Coppola’s film could almost be a remake of Being John Malkovich (Jonze and Coppola were married for several years), except that Jonze’s surrealist logic has been replaced by a precise recounting of historical facts. The Bling Ring’s protagonists invade the houses rather than the heads of celebrities, using the internet to determine when Paris Hilton, Lindsay Lohan and Audrina Patridge will be away from home. The burgled properties are clearly attractive not simply for the goods that can be stolen from them, but also for the insights they offer into their occupants’ lifestyles. The celebrity here becomes an absent signifier whose personality is evident in her possessions and choice of decor, but whose actual presence is completely superfluous – indeed, something to be actively avoided.
Antiviral and The Congress take the idea of the expendable star to its logical conclusion, reminding us that the celebrity is a curiously contradictory figure, entitled to enjoy all the benefits a consumer culture has to offer while being merely another product for sale in the marketplace. In Folman’s film, Robin Wright finds her presence no more welcomed by studio executives (who control star images) than it would have been by The Bling Ring’s teenage thieves (who represent the audience these images are primarily aimed at); in future, she is informed by the head of Miramount (Danny Huston), her onscreen performances will be created by computers.
Folman’s primary concern is with where our willed abandonment of the real might be leading us; of these three films, his is the only one to express nostalgia for a lost authenticity.
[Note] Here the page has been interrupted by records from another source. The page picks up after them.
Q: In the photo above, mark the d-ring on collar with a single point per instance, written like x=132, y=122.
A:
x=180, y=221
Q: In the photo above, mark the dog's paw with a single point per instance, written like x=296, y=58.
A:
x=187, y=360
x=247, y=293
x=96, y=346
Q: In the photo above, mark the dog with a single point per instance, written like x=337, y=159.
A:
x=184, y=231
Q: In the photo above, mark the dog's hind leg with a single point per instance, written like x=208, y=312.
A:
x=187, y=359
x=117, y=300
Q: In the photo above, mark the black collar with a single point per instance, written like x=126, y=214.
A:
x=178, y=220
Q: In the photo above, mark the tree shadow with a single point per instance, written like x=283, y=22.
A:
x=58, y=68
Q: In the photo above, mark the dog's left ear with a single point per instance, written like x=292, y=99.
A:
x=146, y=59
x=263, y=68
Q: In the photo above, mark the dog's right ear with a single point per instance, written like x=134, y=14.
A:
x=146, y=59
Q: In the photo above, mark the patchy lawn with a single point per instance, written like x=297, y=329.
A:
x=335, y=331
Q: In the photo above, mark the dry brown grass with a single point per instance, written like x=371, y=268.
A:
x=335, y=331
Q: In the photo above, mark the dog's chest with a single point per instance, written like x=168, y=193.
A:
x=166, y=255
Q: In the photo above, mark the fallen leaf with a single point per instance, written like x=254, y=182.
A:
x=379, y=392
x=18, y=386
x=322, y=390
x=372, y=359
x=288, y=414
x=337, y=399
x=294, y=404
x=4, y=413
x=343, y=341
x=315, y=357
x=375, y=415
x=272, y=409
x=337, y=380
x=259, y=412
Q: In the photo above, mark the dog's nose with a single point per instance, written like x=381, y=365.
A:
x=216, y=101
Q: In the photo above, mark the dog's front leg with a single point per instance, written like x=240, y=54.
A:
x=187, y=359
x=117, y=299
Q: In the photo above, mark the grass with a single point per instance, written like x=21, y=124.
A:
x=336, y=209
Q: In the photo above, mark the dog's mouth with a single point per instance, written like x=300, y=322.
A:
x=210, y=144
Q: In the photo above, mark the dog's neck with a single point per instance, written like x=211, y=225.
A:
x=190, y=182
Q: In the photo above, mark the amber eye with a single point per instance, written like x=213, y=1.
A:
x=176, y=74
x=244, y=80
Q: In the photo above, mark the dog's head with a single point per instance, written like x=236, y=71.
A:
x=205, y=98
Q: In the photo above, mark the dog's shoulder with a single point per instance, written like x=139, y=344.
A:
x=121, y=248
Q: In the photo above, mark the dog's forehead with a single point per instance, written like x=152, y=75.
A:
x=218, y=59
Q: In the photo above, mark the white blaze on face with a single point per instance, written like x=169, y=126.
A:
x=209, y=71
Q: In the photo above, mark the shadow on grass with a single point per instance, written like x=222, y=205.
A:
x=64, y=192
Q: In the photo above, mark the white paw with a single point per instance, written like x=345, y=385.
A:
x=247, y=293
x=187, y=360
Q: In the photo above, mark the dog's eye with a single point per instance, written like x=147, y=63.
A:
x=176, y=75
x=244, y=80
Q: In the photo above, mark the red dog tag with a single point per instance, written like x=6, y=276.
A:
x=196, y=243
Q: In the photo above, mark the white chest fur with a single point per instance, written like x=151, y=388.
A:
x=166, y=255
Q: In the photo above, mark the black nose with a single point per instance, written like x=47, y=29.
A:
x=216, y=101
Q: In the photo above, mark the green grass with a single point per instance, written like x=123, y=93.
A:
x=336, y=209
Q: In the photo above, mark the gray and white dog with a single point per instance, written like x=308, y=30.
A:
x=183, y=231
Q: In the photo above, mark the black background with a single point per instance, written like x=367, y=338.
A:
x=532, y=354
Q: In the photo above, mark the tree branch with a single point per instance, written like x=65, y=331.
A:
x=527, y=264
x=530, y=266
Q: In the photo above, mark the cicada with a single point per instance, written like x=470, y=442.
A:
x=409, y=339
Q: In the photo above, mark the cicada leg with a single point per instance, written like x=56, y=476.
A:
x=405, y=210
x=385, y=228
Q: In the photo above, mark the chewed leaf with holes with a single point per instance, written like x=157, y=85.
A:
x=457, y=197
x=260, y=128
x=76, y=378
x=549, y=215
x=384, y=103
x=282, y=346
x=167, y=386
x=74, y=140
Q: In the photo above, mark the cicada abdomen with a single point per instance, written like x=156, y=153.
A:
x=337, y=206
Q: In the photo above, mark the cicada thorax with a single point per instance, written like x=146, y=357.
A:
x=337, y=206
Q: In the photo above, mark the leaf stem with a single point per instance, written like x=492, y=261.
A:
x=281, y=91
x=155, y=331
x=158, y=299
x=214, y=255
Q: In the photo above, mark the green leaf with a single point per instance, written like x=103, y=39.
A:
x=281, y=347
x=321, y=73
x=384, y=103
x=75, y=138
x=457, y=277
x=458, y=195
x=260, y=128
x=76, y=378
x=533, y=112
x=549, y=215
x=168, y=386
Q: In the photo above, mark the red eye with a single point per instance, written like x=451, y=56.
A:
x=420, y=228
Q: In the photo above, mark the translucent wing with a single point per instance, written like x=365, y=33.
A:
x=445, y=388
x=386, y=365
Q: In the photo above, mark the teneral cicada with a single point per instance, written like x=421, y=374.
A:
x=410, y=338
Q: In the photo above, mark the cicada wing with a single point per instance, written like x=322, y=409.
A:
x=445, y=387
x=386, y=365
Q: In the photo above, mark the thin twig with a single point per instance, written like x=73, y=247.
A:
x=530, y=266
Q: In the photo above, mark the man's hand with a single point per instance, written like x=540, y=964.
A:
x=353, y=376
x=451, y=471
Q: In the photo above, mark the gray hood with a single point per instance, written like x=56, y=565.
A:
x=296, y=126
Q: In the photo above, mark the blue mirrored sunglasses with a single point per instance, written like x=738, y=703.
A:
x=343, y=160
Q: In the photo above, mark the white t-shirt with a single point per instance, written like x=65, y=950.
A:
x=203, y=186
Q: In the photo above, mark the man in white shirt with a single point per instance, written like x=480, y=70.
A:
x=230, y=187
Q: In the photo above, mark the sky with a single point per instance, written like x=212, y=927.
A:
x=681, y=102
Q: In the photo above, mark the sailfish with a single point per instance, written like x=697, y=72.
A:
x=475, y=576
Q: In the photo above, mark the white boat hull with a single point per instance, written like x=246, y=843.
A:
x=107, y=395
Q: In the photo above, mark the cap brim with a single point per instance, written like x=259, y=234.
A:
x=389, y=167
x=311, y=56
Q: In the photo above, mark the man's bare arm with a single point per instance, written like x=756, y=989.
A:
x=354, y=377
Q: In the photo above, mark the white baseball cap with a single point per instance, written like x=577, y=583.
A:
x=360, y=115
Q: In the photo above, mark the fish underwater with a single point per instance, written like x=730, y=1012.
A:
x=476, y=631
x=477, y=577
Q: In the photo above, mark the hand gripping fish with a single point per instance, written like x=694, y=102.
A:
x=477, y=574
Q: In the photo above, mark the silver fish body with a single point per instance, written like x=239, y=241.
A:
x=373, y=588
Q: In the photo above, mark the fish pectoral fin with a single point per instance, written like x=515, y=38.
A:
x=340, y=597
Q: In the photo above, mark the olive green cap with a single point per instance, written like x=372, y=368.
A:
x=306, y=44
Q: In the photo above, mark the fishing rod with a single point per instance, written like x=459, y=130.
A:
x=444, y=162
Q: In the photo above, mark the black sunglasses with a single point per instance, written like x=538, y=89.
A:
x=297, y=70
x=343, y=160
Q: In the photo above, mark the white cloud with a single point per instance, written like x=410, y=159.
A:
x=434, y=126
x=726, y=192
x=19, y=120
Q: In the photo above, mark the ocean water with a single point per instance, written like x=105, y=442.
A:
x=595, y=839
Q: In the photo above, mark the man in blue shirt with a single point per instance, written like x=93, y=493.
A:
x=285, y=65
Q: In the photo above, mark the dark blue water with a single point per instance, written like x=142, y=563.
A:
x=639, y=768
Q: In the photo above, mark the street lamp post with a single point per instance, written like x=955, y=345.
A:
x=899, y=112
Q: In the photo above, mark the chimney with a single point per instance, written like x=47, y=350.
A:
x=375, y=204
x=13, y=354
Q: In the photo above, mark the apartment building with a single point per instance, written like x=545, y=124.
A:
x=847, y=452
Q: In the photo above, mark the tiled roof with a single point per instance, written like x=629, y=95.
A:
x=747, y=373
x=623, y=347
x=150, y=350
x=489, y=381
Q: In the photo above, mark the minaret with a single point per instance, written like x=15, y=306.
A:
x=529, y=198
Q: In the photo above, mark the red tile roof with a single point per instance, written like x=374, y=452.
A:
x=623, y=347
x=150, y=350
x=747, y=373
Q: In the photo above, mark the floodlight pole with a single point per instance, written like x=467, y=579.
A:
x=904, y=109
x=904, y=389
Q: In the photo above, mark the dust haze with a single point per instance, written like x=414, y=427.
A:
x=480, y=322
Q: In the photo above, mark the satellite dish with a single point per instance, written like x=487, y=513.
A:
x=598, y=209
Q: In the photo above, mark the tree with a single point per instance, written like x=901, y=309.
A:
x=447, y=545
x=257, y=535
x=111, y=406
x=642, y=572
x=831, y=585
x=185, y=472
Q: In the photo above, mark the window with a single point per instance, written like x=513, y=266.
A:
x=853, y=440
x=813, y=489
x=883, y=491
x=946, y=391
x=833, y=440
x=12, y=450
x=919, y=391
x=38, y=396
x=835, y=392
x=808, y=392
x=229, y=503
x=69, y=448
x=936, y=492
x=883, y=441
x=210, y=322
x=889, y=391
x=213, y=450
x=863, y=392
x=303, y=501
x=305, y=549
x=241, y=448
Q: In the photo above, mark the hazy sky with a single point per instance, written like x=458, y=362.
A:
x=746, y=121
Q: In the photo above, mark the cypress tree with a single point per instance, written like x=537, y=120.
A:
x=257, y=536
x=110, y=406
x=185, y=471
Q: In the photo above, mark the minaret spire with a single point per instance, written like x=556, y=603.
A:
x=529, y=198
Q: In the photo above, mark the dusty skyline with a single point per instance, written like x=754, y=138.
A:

But The Congress’ most resonant idea is posed during the scene in which Wright enters an animated environment, and once again confronts Danny Huston’s executive (or at least a cartoon version of him), who reveals that viewers will soon have a new relationship with celebrities: “From now on, they can drink you. Or you can be eaten, like an omelette or crème brûlée… You’re a substance, that is all. You’re a chemical formula that Miramount-Nagasaki’s brilliant pharmaceutical department has cracked. And people can drink you in their milkshake, and imagine you the way that they like.”
We have virtually returned to Being John Malkovich here. But whereas that film remained essentially optimistic about stardom, The Congress throws us into a nightmarish world where, as in many American horror movies of the 1970s, cannibalism is seen as the state towards which capitalism is inevitably heading. Antiviral arrives at much the same conclusion, with celebrities selling their diseases to adoring fans, and even being cloned so that “celebrity cell steaks” can be devoured by ‘consumers’. These films suggest that the answer to Scorsese’s question, “What do they want from you?”, may be more disturbing than anyone could have previously suspected.